Coup de théâtre au 36, quai des Orfèvres. Le directeur de la police judiciaire parisienne, Bernard Petit, et son chef de cabinet, Richard Atlan, ont été placés en garde à vue mercredi 4 février. Ils sont soupçonnés d'avoir prévenu, à l'automne dernier, Christian Prouteau qu'il allait être placé en garde à vue.
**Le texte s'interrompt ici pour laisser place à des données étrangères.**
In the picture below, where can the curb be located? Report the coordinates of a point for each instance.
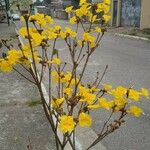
(132, 37)
(84, 136)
L'ancien patron du GIGN avait effectivement été interpellé le 8 octobre 2014 avec Christophe Rocancourt, surnommé "l'escroc des stars", dans une affaire de "trafic d'influence et blanchiment d'argent".

Après ce nouveau scandale, Francetv info rappelle les derniers ennuis judiciaires de la PJ parisienne.

Un limogeage pour "faute déontologique"

Le 9 décembre 2013, le prédécesseur de Bernard Petit à la tête de la police judiciaire parisienne, Christian Flaesch, fait l'objet d'une mise en garde du parquet général. Il a en effet appelé l'ancien ministre de l'Intérieur Brice Hortefeux pour le prévenir d'une prochaine convocation, dans une procédure consécutive à une plainte de l'ancien président Nicolas Sarkozy pour faux et usage de faux visant le site Mediapart.

Le 11 décembre, Manuel Valls, alors ministre de l'Intérieur, annonce le limogeage de Christian Flaesch pour "faute déontologique" et son remplacement par Bernard Petit.

Deux mises en examen pour viol en réunion

Le 23 avril 2014, des policiers de la Brigade de recherches et d'intervention (BRI) sont accusés de viol dans les locaux de la PJ, au 36, quai des Orfèvres, par une touriste canadienne. La victime avait suivi les policiers dans leurs bureaux à l'issue d'une soirée arrosée. Au second jour de garde à vue, l'un des policiers admet une relation sexuelle consentie. Deux sont finalement mis en examen pour viol en réunion et placés sous contrôle judiciaire, un troisième est témoin assisté.

Un vol de cocaïne

Le 31 juillet 2014, la police judiciaire constate la disparition de 52 kilos de cocaïne, d'une valeur marchande de 2 millions d'euros, placés sous scellés dans ses locaux. Un brigadier des stups, identifié par la vidéosurveillance, est arrêté le 2 août sur son lieu de vacances dans les Pyrénées-Orientales. D'importantes sommes d'argent qu'il dit avoir gagnées au jeu sont découvertes chez lui. Il est mis en examen et écroué.